Six crows found dead in Baltimore have tested positive for West Nile virus, the third appearance of the disease in Maryland this year, state health department officials said yesterday.
Two of the crows were found in Green Mount Cemetery, three others in Northeast Baltimore neighborhoods and one in West Baltimore, said J. B. Hanson, spokesman for the state Department of Health and Mental Hygiene.
Test results on the crows, found Sept. 23 and 24, were returned yesterday, Hanson said.
That brings to nine the number of incidences of West Nile virus in Maryland in the past two weeks.
Health officials confirmed last week that two crows found a few miles from each other in Baltimore and Howard counties had the disease, as well as one in Federal Hill.
Officials are to spray dilute clouds of a common household pesticide early Monday in a 2-square-mile area around Federal Hill, but they are "assessing the locations" where the more recent birds were found to "determine the best way to proceed," Hanson said.

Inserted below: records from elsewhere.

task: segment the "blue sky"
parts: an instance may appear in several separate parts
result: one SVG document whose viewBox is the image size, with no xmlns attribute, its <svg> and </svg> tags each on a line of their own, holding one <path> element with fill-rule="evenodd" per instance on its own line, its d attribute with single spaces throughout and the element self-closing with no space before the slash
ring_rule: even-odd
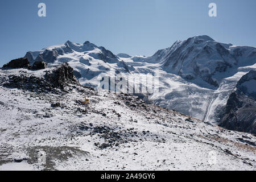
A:
<svg viewBox="0 0 256 182">
<path fill-rule="evenodd" d="M 211 2 L 217 17 L 208 16 Z M 0 65 L 68 40 L 146 56 L 198 35 L 256 46 L 255 0 L 1 0 L 0 9 Z"/>
</svg>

In addition to Green Mount Cemetery, infected crows were found in the 5500 block of Laurelton Ave., the 1600 block of Northgate Road and the 3600 block of Dudley Ave. in Northeast Baltimore and the 1000 block of Argyle Ave. in West Baltimore.
Residents in two of the neighborhoods said they were surprised to learn that the virus had been found in dead birds in the inner city.
"It scares me, because now you can't even be outside because you've got to worry about mosquitoes biting you, and if they do bite you, you've got to worry about getting sick," said Kemp McCray, 28, at the Avenue Auto Repair Center across the street from Greenmount Cemetery. "I see crows all the time in that tree," he added, pointing toward Greenmount Avenue and East Oliver Street.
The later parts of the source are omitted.